I have a Dataframe, df, with the following column:
df[\'ArrivalDate\'] =
...
936 2012-12-31
938 2012-12-29
965 2012-12-31
966 2012-12-31
967 2012-1
Extracting the Year say from ['2018-03-04']
df['Year'] = pd.DatetimeIndex(df['date']).year
The df['Year'] creates a new column.

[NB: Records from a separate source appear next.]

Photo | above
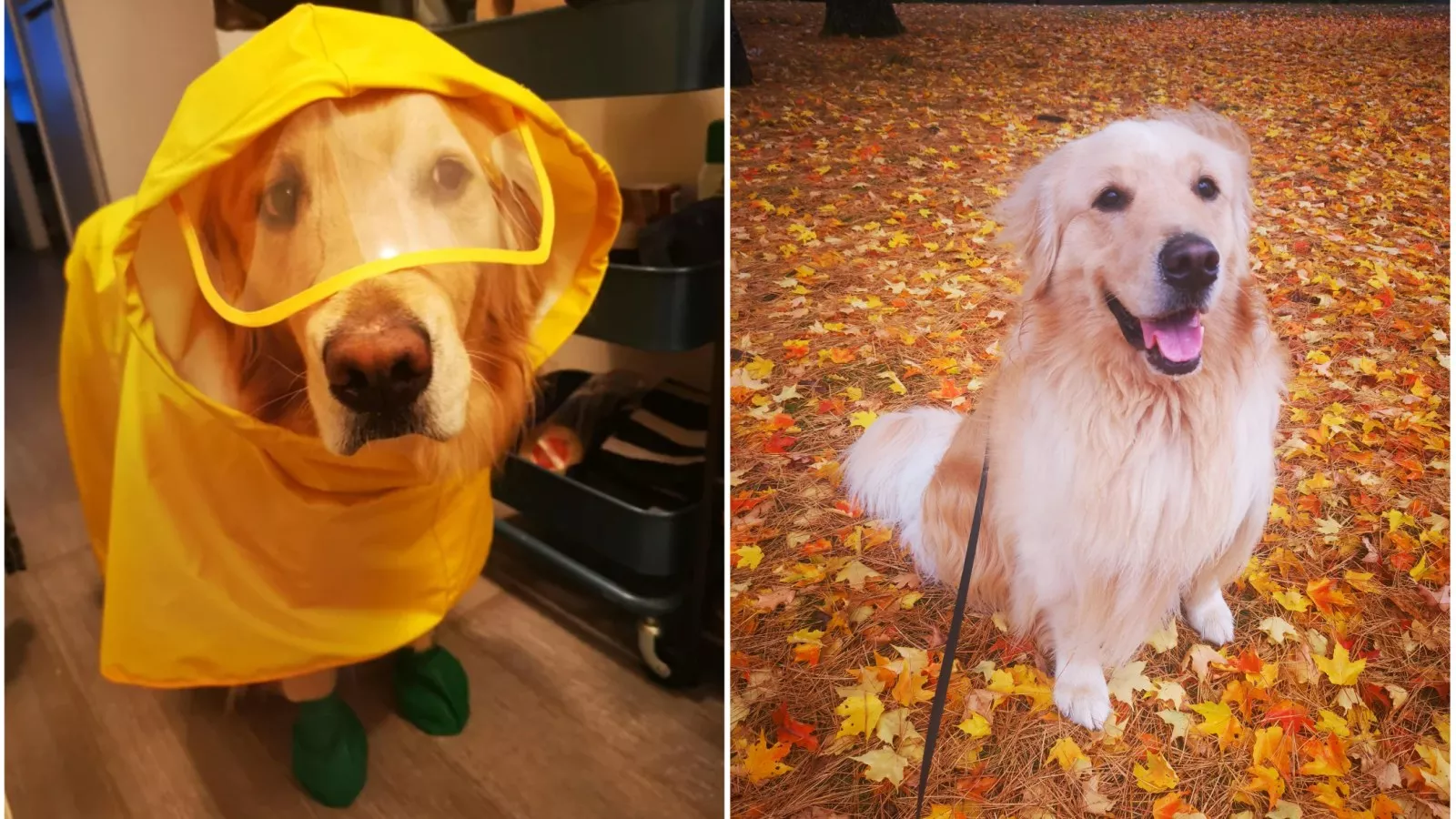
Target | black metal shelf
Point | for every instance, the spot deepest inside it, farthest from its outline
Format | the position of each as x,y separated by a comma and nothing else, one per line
611,48
660,309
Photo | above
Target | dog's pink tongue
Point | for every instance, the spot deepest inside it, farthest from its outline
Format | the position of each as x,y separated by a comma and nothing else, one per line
1179,339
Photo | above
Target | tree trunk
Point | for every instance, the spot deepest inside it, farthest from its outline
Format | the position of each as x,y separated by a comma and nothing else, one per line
739,70
861,18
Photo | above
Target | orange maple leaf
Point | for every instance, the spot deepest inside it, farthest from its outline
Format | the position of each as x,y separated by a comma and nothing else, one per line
1171,804
1289,716
793,731
1327,595
948,390
763,763
1327,758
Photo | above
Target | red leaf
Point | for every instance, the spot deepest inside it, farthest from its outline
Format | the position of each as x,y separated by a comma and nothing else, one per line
778,445
1249,662
1289,716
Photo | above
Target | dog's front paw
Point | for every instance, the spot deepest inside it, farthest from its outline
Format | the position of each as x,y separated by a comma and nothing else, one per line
1210,618
1082,697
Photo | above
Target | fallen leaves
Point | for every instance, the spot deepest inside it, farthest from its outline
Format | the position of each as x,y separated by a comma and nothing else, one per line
763,763
1218,722
885,763
1158,775
1067,753
870,278
1339,668
861,713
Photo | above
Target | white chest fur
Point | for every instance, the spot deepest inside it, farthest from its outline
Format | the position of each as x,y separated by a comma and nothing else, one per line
1135,500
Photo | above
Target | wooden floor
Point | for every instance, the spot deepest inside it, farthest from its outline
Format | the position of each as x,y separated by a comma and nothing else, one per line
564,723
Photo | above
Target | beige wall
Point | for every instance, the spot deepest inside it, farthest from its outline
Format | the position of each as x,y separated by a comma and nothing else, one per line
135,60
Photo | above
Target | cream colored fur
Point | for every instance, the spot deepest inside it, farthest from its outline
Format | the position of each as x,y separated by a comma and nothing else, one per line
1117,493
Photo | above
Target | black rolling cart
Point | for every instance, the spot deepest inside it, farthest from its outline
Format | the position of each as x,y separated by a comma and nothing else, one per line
664,567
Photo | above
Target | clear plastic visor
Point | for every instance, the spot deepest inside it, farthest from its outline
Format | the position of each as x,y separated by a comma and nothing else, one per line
353,188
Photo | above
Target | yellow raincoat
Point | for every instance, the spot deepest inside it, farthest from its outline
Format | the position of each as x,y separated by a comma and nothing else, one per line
235,551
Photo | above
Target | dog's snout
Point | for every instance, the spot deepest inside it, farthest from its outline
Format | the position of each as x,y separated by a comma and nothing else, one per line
380,370
1190,263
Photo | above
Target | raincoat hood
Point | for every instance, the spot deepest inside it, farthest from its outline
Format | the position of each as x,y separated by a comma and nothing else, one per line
237,551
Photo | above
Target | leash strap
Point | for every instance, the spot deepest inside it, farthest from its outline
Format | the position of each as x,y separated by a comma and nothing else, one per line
943,685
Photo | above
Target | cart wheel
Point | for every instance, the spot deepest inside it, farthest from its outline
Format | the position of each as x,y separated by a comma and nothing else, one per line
659,659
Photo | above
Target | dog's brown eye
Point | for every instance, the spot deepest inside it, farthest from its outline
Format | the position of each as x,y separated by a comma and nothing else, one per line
450,175
1111,200
278,206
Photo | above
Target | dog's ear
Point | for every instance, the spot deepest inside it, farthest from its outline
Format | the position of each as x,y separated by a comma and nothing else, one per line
1030,223
1208,124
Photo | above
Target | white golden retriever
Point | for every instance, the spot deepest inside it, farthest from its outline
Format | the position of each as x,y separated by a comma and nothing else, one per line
1132,423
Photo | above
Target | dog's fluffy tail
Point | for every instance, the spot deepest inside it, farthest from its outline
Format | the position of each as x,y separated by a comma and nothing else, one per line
888,470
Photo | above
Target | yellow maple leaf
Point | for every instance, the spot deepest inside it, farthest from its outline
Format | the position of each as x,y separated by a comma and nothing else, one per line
976,724
861,713
1421,570
1270,745
1278,629
1339,668
1158,775
1292,599
856,573
1021,681
1315,482
763,763
1178,720
1331,722
759,368
895,387
1267,780
1067,753
885,763
1218,722
1439,768
749,557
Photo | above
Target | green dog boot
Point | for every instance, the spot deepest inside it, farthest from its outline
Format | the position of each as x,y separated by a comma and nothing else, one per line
431,691
329,751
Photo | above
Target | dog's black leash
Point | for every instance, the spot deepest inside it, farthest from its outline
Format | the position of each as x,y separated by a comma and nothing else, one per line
951,639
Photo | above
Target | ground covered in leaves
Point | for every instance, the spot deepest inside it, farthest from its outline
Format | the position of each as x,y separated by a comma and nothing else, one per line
868,278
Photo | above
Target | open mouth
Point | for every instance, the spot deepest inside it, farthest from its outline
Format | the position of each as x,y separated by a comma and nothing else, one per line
1171,341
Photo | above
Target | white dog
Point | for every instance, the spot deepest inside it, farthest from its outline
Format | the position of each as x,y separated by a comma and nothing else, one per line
1132,424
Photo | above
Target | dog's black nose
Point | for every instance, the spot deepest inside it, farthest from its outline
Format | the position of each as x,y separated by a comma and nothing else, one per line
1190,263
379,372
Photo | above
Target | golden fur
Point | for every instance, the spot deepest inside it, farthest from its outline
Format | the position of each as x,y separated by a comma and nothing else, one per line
1116,491
478,317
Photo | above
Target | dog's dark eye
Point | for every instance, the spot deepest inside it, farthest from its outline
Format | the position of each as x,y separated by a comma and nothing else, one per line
450,175
1111,200
278,206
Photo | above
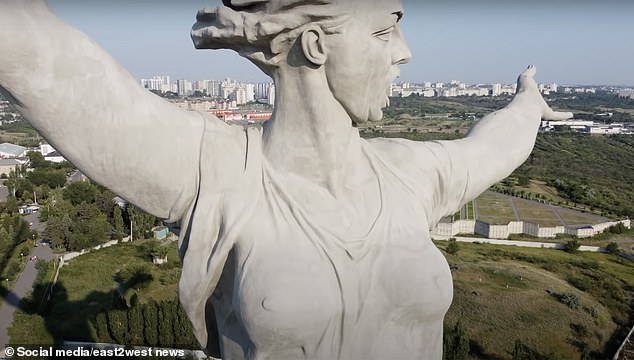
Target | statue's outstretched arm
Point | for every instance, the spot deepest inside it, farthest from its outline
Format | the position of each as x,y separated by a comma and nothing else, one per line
503,140
96,113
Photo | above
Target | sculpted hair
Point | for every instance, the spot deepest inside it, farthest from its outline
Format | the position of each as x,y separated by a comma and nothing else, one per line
262,30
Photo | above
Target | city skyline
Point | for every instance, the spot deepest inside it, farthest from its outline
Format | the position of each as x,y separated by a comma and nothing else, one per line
580,43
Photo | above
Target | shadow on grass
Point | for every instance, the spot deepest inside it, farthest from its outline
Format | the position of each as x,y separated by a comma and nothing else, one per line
69,320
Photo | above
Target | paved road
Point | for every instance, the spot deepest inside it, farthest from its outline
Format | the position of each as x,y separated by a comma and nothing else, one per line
23,285
531,244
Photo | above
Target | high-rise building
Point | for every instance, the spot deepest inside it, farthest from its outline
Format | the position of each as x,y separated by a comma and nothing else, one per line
185,87
271,97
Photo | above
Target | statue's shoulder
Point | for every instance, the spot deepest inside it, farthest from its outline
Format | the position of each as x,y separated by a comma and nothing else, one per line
396,148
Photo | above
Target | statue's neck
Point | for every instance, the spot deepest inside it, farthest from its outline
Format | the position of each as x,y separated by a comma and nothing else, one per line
310,134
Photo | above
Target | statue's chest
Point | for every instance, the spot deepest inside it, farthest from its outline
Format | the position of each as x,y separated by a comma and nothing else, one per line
298,279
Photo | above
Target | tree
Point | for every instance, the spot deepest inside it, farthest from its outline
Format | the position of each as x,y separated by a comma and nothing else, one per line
101,328
142,222
118,326
78,192
58,231
456,343
150,323
11,205
135,326
166,325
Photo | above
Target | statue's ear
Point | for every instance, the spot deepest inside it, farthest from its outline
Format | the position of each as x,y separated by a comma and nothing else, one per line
312,40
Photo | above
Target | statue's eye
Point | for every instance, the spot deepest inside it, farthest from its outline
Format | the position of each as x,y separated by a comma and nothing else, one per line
384,35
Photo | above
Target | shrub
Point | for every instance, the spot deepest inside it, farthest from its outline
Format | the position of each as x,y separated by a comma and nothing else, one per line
452,246
571,300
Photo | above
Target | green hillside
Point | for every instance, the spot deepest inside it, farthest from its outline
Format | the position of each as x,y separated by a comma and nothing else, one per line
596,171
506,294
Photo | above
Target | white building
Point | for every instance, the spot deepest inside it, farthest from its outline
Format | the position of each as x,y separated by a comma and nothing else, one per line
8,151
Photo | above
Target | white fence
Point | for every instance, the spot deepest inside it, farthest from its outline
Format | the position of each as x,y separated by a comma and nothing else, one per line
520,227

While if you want to extract the month just use .month
df['year_month']=df.datetime_column.apply(lambda x: str(x)[:7])
This worked fine for me, didn't think pandas would interpret the resultant string date as date, but when i did the plot, it knew very well my agenda and the string year_month where ordered properly... gotta love pandas!

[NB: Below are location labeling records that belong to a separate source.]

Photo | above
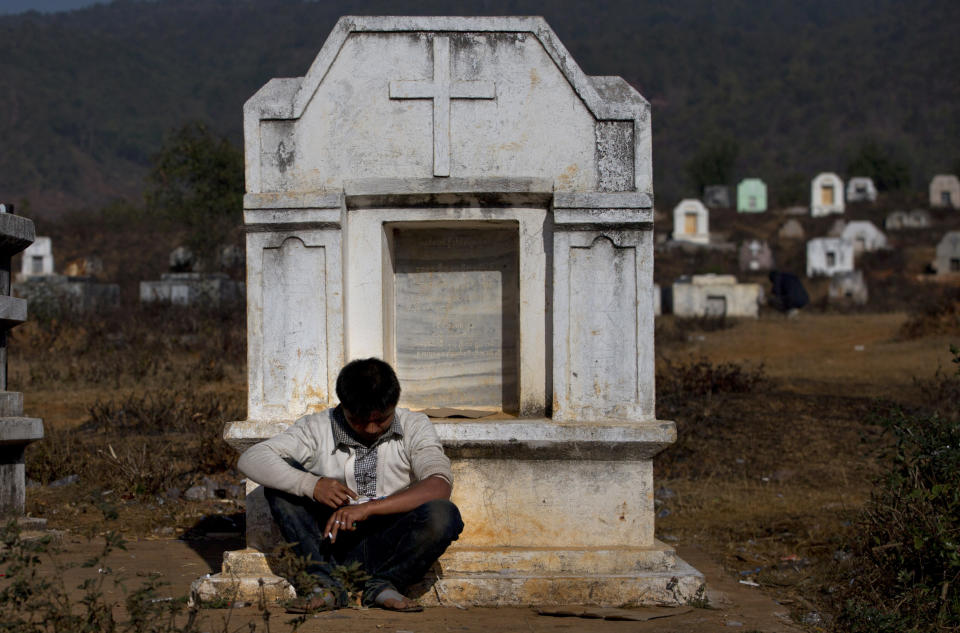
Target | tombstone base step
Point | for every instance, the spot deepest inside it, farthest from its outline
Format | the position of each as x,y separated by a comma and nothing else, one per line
672,587
231,588
244,569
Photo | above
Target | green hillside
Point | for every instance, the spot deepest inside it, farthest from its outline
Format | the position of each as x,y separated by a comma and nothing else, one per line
88,95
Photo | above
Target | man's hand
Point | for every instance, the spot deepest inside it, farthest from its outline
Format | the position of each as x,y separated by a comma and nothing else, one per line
347,518
332,493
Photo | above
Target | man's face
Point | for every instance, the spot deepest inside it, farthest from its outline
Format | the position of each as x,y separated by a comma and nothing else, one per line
372,426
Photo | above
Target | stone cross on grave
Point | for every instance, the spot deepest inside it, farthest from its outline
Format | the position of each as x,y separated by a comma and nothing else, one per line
442,89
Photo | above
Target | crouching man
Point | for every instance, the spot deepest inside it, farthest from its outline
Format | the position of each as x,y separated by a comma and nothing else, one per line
363,482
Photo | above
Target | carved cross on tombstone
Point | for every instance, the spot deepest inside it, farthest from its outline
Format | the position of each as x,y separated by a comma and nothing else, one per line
442,89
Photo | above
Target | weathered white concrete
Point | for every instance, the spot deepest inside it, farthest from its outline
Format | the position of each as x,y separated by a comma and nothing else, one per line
829,256
455,196
826,195
192,289
948,254
791,230
914,219
16,431
37,259
848,287
865,236
945,192
861,189
715,296
691,222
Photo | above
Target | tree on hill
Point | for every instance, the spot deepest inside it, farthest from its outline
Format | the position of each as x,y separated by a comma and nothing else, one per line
713,164
888,171
196,181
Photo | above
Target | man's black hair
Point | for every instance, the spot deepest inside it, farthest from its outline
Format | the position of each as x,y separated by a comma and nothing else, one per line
367,384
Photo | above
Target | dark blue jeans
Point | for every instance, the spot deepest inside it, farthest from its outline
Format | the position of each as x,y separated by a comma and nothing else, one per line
396,550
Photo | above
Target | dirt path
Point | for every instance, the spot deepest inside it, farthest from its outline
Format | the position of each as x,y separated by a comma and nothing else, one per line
736,607
828,353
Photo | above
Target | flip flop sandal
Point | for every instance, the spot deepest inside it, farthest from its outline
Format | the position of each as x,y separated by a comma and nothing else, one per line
320,600
408,607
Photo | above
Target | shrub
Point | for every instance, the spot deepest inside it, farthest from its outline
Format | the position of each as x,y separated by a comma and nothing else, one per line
905,571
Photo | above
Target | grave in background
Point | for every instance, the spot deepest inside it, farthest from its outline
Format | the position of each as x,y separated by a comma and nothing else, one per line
861,189
716,196
865,236
755,256
829,256
37,259
948,254
463,196
691,222
715,296
915,219
186,284
78,289
848,288
826,195
751,196
16,431
791,230
945,192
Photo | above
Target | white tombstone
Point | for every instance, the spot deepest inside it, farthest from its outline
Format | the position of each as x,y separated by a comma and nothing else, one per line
37,259
865,236
828,256
691,222
850,288
715,296
791,230
755,256
861,189
918,219
896,221
826,195
454,195
945,192
948,254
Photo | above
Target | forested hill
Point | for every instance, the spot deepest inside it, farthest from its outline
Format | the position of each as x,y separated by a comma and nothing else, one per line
87,96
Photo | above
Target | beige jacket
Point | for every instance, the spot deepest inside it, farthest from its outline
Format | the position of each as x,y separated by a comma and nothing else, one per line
294,460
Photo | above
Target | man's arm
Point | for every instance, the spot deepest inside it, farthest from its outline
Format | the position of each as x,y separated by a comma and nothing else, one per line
347,517
268,464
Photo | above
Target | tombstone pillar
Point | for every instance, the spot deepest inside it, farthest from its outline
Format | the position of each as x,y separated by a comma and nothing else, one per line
16,431
455,196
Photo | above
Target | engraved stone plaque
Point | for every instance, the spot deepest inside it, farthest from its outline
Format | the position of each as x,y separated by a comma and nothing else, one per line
456,317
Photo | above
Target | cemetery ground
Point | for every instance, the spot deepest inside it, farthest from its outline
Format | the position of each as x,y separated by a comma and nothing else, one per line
777,454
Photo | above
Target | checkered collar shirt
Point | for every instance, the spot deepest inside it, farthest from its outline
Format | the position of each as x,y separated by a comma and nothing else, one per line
365,462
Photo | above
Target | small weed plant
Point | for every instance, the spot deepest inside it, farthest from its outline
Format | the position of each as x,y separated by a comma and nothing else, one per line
36,602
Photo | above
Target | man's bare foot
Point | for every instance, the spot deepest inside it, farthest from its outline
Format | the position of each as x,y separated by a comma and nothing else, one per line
393,600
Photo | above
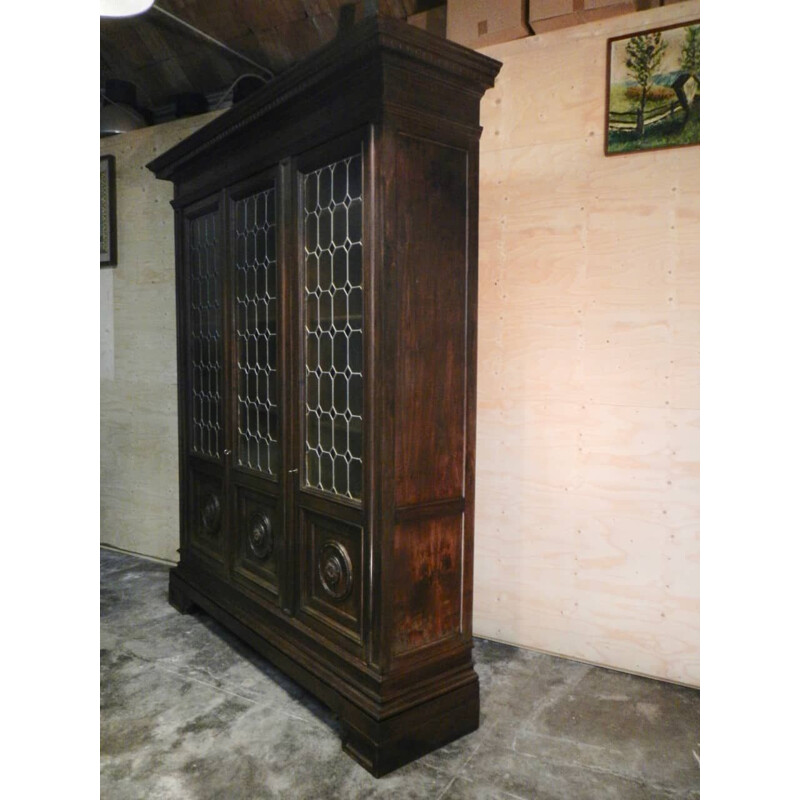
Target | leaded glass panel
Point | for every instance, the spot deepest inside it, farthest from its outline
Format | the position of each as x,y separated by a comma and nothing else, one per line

Thanks to jaknap32, I wanted to aggregate the results according to Year and Month, so this worked:
df_join['YearMonth'] = df_join['timestamp'].apply(lambda x:x.strftime('%Y%m'))
Output was neat:
0 201108
1 201108
2 201108
SINGLE LINE: Adding a column with 'year-month'-paires: ('pd.to_datetime' first changes the column dtype to date-time before the operation)

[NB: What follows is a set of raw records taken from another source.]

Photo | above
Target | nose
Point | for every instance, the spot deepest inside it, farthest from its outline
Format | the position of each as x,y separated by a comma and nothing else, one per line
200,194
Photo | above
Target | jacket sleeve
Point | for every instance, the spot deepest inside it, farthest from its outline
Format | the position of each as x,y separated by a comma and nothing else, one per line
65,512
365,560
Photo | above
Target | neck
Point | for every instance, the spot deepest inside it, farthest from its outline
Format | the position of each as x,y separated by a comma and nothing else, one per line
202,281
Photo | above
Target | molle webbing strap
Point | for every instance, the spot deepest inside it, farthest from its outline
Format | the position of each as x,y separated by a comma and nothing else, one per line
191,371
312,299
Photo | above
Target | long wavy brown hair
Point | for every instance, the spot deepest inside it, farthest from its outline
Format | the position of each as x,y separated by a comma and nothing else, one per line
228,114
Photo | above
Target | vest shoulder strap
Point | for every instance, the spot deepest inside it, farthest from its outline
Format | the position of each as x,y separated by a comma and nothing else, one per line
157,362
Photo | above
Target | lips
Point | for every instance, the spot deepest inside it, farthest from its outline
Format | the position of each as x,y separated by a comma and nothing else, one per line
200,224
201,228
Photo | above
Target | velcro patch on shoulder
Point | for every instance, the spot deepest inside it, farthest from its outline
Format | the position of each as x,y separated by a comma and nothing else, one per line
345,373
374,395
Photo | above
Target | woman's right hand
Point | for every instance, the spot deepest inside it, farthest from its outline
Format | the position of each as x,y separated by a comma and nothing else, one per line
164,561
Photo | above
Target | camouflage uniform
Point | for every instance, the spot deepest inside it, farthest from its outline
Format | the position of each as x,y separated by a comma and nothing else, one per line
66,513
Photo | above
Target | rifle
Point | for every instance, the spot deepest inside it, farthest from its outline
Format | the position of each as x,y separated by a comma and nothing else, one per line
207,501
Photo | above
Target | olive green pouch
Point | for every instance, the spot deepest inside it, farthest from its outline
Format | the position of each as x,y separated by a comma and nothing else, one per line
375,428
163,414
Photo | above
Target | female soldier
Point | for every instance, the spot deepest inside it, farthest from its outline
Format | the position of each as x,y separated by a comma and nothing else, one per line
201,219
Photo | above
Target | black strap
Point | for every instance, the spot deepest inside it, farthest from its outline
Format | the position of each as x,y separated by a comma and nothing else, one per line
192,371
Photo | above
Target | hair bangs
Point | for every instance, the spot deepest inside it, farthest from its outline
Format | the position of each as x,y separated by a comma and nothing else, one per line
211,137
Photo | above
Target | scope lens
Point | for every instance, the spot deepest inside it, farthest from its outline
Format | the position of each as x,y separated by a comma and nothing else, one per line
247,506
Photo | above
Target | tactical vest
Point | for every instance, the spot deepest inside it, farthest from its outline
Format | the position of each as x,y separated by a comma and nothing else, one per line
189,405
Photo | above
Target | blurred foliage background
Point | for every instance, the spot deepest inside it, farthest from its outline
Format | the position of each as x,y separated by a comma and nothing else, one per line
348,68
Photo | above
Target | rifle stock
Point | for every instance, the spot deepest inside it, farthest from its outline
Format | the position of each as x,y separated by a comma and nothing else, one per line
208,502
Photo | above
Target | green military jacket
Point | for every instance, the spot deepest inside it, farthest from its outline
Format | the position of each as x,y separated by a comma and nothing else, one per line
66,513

df['yyyy-mm'] = pd.to_datetime(df['ArrivalDate']).dt.strftime('%Y-%m')
Accordingly for an extra 'year' or 'month' column:
df['yyyy'] = pd.to_datetime(df['ArrivalDate']).dt.strftime('%Y')
df['mm'] = pd.to_datetime(df['ArrivalDate']).dt.strftime('%m')
If you want the month year unique pair, using apply is pretty sleek.
df['mnth_yr'] = df['date_column'].apply(lambda x: x.strftime('%B-%Y'))
Outputs month-year in one column.
Don't forget to first change the format to date-time before, I generally forget.
df['date_column'] = pd.to_datetime(df['date_column'])
Best way found!!
the df['date_column']
has to be in date time format.
df['month_year'] = df['date_column'].dt.to_period('M')
You could also use D
for Day, 2M
for 2 Months etc. for different sampling intervals, and in case one has time series data with time stamp, we can go for granular sampling intervals such as 45Min
for 45 min, 15Min
for 15 min sampling etc.